Now the tractor may be a bit out of date, not perfectly maintained, and slightly unwieldy.  But off of the soft turf and onto the stony ruts of a road it is the trailer I’m towing which really starts to put me on edge, you see the trailer is in fact wider than the doubled up rear wheels of the tractor making it just ever so much more liable to slip off into one of the ditches on either side and pull me down towards an ugly wreck.  I have to hold my concentration as strongly as possible on correcting the tires off of the uneven and ugly ruts, bumps, and potholes, but there is one slight distraction, for added to the din of the rough old engine turning, the trailer is conveyed along on a pair of steel drums which produce a sound like grim, catastrophic death echoing just ten feet behind me. 

First gear is all well and good, but it’s only prolonging the suffering, throwing it into second is achieved after a fair amount of grinding and shoving and now we’re fairly flying.  The howl of metallic churning intensifies and the worrisome shaking continues as I try to drive thoughts of one ill timed slip of the steering wheel out of my mind.  I’m following behind Basil in his blue pick-up truck but we’re not alone on this road, for others are collecting their own turf and have parked their cars on the shoulders of the road, I can feel their stares of apprehension as I carefully navigate my oversized load around their relatively new, shiny, undented cars.  A fender bender under these circumstances is not the first impression I want to make on my new neighbors, not exactly because they’ll hold it against me forever, but because they’ll never let me forget it no matter how long I live there and how many rounds of pints I buy them.

I navigate the parking lot without incident and look ahead to the one, last, decisive obstacle to overcome.  At the turnaround in the road there is a narrow bridge, with a low wall on one side and nothing to keep things from tumbling over the other it is the literal embodiment of a rock and a hard place for me and my contraption.  But with a combination of nerve and those brakes of suspect effectiveness I creep over the span, holding my breath and saying the shepherds prayer.  We’re in the home stretch now, heading for the far end of the bog again I throw caution to the wind and shift into third gear.  This may have been a mistake I quickly realize, because while the speedometer is pegged permanently at zero I estimate I’m now traveling somewhere in the neighborhood of 35 miles per hour.  That speed may not seem all too unsafe and when you’re in the security of an enclosed and safety feature equipped vehicle it is nearly a grandmotherly pace.

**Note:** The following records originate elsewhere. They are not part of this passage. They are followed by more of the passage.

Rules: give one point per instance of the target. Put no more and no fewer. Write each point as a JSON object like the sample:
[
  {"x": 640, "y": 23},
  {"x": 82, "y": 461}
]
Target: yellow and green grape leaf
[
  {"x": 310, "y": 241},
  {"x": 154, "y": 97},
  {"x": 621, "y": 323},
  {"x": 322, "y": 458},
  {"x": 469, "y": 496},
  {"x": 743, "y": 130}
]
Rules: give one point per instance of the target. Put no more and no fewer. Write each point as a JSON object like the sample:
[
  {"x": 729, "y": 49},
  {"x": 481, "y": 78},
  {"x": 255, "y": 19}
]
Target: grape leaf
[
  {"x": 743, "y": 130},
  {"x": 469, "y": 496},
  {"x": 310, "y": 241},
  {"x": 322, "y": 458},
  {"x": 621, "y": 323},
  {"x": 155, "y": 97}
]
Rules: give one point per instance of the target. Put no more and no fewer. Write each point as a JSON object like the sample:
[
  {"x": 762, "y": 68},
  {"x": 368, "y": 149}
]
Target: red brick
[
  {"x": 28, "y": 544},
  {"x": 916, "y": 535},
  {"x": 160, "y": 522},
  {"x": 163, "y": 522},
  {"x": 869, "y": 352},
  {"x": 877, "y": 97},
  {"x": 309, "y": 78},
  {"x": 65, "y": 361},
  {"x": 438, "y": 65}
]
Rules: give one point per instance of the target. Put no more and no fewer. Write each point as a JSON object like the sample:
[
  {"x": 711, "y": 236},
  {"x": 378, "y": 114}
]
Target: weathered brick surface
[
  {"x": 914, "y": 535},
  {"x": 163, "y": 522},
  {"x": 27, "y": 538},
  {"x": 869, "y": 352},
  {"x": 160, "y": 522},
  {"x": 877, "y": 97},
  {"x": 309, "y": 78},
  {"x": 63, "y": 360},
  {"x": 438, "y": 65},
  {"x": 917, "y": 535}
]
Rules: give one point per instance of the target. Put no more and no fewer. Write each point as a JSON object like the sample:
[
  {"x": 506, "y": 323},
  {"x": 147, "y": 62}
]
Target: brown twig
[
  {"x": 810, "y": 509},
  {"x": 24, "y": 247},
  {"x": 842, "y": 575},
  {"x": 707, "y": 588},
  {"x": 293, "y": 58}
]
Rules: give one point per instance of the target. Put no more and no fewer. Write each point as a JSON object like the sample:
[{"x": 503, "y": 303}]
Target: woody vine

But when the wind is blowing rusted bits of metal into your face as they fall from the deteriorating roof of tractor, you can look down to see the stones flying by underneath your feet, you’re trying to figure out how best to free yourself from the wreckage if it rolls over, and behind you trundles a great mass of angry metal and wood, 35 miles per hour may as well be the speed of sound.  There’s no going back now though and the finish line is in sight  I pull past the turn in for our bog with its rows of footed turf waiting to be transferred to the big pile around the back of the house and begin the process of backing into place.  After the 8th or 9th point in the turn I’m finally in position and can shut up the irritable motor, angry at being called into service for yet another year. 

We’ll leave the actual loading for another time and head back home.  My constitution is just starting to settle as I tell Regina about the experience, how it was the hairiest thing I’ve ever driven and how it took everything I had to keep it on the road.  I show her a picture and she laughs, “Oh, the turf cart.  Yeah, when we were kids we used to ride in the back of it, it was loads of fun.”  Yet again I am humbled, for as often as I think this country is trying to kill me, the locals see it as one big playground.